Die Anforderungen an den Katastrophenschutz der Städte wachsen mit den komplexen Gefahrenlagen deutlich. Wir brauchen mehr Personal für Krisenstäbe und Feuerwehren, Notstromaggregate, einen Vorrat an Treibstoffen. Kritische Infrastruktur wie Krankenhäuser und Wasserversorgung müssen aufrechterhalten werden. Aber auch der kommunale Katastrophenschutz kann an Grenzen stoßen. Einen langanhaltenden Ausfall der Energieversorgung über viele Stunden können die Städte allein nicht schaffen. Deshalb müssen Bund und Länder mit den Kommunen viel stärker in ein gemeinsames Risiko- und Krisenmanagement eintreten.
"Wir können aus der Corona-Pandemie lernen und Krisenstrukturen stärken. Umso unverständlicher ist es, dass der Bund laut Haushaltsentwurf das Budget für das bundesweite Sirenenprogramm kürzt statt aufgestockt", so Lewe.
Auch die Eigenvorsorge der Bevölkerung und das Krisenbewusstsein müssen wachsen, sagte Lewe:
"Wir haben seit Generationen wenig Erfahrung mit existenziellen Krisen. Deshalb müssen wir wieder einüben, was wir an Vorsorge brauchen, ohne panisch zu reagieren. Ratgeber für Notfallvorsorge nach dem Motto ,Sei kein Hamster, sei ein Fuchs' helfen sehr. Das Bundesamt für Katastrophenschutz muss hier zum wichtigsten Player werden, um die Menschen zu erreichen. Das Warn- und Alarmsystem muss noch besser vor konkreten Gefahren warnen."
Der bundesweite Warntag am 8. Dezember biete eine gute Chance, um Abläufe zu üben und die Bevölkerung zu sensibilisieren.
Umstieg auf erneuerbare Energien muss viel schneller gehen
Die aktuelle Krise zeige, wie abhängig Deutschland immer noch von fossiler Energie sei. Deshalb müsse der Ausbau der erneuerbaren Energien noch schneller gehen. Die Städte wollen entscheidende Schritte hin zu Klimaneutralität gehen können. Der Städtetagspräsident stellte heraus:
"Wir müssen den Turbo für den Ausbau von erneuerbaren Energien einlegen und schneller umsteigen. Sonst werden wir weder die Energiekrise noch die Klimakrise bewältigen. Die Menschen klimaneutral, sicher und bezahlbar mit Energie zu versorgen, steht im Zentrum aller Anstrengungen. Aber der Ausbau erneuerbarer Energien kommt aktuell nur schleppend voran. Bis ein Windpark oder große Solaranlagen tatsächlich Strom liefern, verstreichen mehrere Jahre mit Planung, Genehmigung und Klageverfahren. Wir verlieren Zeit!

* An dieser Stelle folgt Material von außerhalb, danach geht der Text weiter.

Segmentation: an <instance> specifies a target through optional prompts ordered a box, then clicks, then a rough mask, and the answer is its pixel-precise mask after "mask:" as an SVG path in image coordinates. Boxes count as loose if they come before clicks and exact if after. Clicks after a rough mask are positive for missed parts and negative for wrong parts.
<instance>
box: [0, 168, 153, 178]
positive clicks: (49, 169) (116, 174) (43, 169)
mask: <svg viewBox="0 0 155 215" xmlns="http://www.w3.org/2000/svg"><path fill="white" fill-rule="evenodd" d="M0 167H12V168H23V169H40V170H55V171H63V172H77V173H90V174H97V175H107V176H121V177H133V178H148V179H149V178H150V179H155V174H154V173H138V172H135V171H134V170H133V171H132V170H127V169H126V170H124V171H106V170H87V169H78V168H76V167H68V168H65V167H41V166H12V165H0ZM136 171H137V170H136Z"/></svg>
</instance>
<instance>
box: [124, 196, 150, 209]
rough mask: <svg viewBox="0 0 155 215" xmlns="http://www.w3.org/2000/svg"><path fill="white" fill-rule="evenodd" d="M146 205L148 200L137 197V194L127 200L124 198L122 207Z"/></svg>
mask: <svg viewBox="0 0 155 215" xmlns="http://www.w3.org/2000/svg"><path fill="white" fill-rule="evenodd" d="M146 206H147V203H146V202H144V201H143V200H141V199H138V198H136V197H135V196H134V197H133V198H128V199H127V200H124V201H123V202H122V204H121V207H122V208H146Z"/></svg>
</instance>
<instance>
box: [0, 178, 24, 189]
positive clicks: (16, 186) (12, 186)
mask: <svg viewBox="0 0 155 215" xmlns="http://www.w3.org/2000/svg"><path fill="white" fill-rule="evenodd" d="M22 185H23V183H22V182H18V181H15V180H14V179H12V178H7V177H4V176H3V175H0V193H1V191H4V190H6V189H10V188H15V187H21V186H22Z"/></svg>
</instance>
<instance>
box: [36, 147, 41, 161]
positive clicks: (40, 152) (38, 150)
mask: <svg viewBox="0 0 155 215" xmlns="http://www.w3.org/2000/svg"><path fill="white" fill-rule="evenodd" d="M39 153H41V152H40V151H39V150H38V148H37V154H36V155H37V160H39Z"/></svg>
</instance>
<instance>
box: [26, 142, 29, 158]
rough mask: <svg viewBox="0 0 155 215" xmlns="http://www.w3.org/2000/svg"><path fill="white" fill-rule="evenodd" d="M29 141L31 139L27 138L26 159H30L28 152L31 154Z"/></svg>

Der Bund hat zwar inzwischen den gesetzlichen Rahmen verbessert. Aber das reicht noch nicht weit genug. Wir befürchten, dass gerade der Aufbau von Windkraftanlagen und Photovoltaik auf Freiflächen nicht schnell genug Fahrt aufnimmt."
Die Städte diskutieren deshalb weitere Hebel, damit die erneuerbaren Energien schneller ausgebaut werden können. Die Debatte bei Bund und Ländern muss fortgeführt werden. In Frage kämen zum Beispiel:
- Personaloffensive für alle Planungs- und Genehmigungsbehörden bei Ländern und Kommunen.
- beschleunigtes Verfahren für LNG-Terminals (Flüssiggas) als Blaupause auch für erneuerbare Energien einsetzen, da diese Anlagen ebenfalls im besonderen öffentlichen Interesse liegen.